Collaboration & Partnerships
- Collaboration, interconnection, and interreliance between advisors, faculty and student affairs personnel and students (i.e.: study abroad and academic advising, multicultural office and health services, etc.)
Methods, Theories, & Practices
- Theories and Ideas that inform advising ( i.e. developmental advising, identity development, learning-centered paradigm, strength-based advising and others)
- Methodologies and Research
- Daily practices that sustain our work (i.e. day-to-day practices that work)
Managing Crisis & Healing
- Mental Health Consideration for 21st century students (i.e. challenges and practical suggestions on helping students manage mental health)
- Managing personal, financial, and academic crisis (i.e. different strategies to help students work through crises)
- Healing strategies for advisors ( i.e. dealing with student crisis trauma)
Proposals are welcome from all colleagues and intercampus cooperation is appreciated. We encourage novices and experienced presenters alike, including graduate students. We are looking for interactive, innovative, and engaging presentations that will assist attendees in enhancing their knowledge and skills to aid student success. In addition, do not feel like you need to be an expert to present. All of us have the ability to share our ideas or experiences and lead others through discussions or reflections.
The conference is scheduled for Tuesday, February 21st, at the Nebraska East Campus Union.

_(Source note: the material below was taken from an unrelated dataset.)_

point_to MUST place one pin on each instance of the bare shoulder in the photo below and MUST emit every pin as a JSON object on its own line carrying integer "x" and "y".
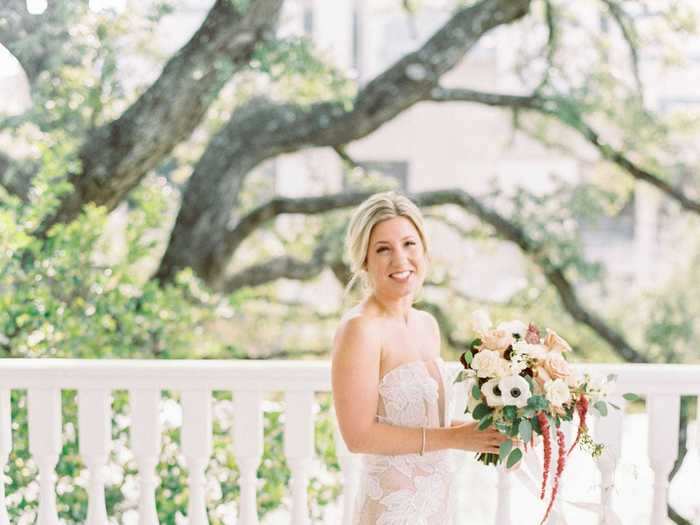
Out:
{"x": 432, "y": 328}
{"x": 430, "y": 321}
{"x": 357, "y": 331}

Each conference session is 60 minutes. Proposals should include the session title, presenter information, technology/equipment needs, and advising-related topics*. Please include an abstract of 250 words or less describing your presentation and desired learning objectives. Two weeks prior to the conference, a 150-word description of the selected presentations will be requested to include in the conference program. The following program formats will be considered: single or group presentations, panel discussions, and poster presentations.

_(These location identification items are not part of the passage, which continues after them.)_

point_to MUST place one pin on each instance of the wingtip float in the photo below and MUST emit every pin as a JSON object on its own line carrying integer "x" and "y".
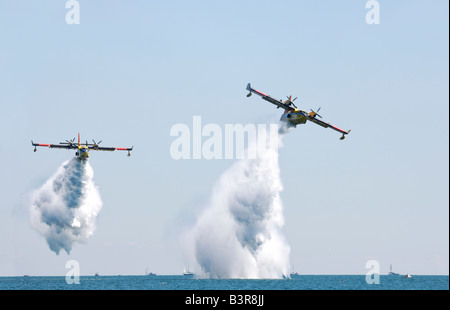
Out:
{"x": 294, "y": 116}
{"x": 82, "y": 149}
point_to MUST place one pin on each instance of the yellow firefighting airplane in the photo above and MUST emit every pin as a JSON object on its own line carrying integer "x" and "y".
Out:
{"x": 292, "y": 115}
{"x": 82, "y": 149}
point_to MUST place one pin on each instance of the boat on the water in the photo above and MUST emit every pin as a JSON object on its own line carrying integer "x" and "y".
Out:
{"x": 392, "y": 273}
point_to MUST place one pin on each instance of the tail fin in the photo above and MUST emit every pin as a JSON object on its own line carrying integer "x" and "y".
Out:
{"x": 249, "y": 88}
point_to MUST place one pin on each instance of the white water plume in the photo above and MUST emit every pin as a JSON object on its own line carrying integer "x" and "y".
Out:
{"x": 65, "y": 208}
{"x": 239, "y": 234}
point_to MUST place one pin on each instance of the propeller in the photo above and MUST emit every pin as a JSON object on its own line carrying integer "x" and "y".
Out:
{"x": 292, "y": 101}
{"x": 70, "y": 141}
{"x": 316, "y": 113}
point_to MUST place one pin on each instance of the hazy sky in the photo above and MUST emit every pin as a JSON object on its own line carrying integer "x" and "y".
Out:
{"x": 130, "y": 70}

Keynote Address: “Building Resilience as a Cultural Sustaining Pedagogy (CSP) in Academic Advising” by Dr. Laura K. Muñoz, the Joe B. Frantz Associate Professor of History at Texas A&M University-Corpus Christi and a former National Academy of Education/Spencer Postdoctoral Fellow. Dr. Muñoz specializes in the history of race, gender, and education in the American Southwest. She has published essays on the history of Mexican American school desegregation and on reconceptualizing the American history survey for high school and college students. Her interest in student advocacy grew out of her childhood experiences. She attended five public elementary schools as a result of the busing desegregation plan that emerged from the federal lawsuit Cisneros v. Corpus Christi Independent School District (1970). After earning her Ph.D. from Arizona State University in 2006, she returned to her hometown university—a Hispanic-Serving Institution—where she teaches extensively in the First-Year Learning Communities Program and where she specializes in working with first-generation, low-income, non-traditional, and transfer students. She has advised students formally and informally across the university at all levels, including honors students and McNair Scholars. She also previously directed the History M.A. program, advising students from application to graduation. In 2016, she won the TAMUCC College of Liberal Arts “Excellence in Teaching” Award for her commitment to student success.
* We encourage you to incorporate advising-related information into your presentation or incorporate 5-15 minutes for advisor discussion.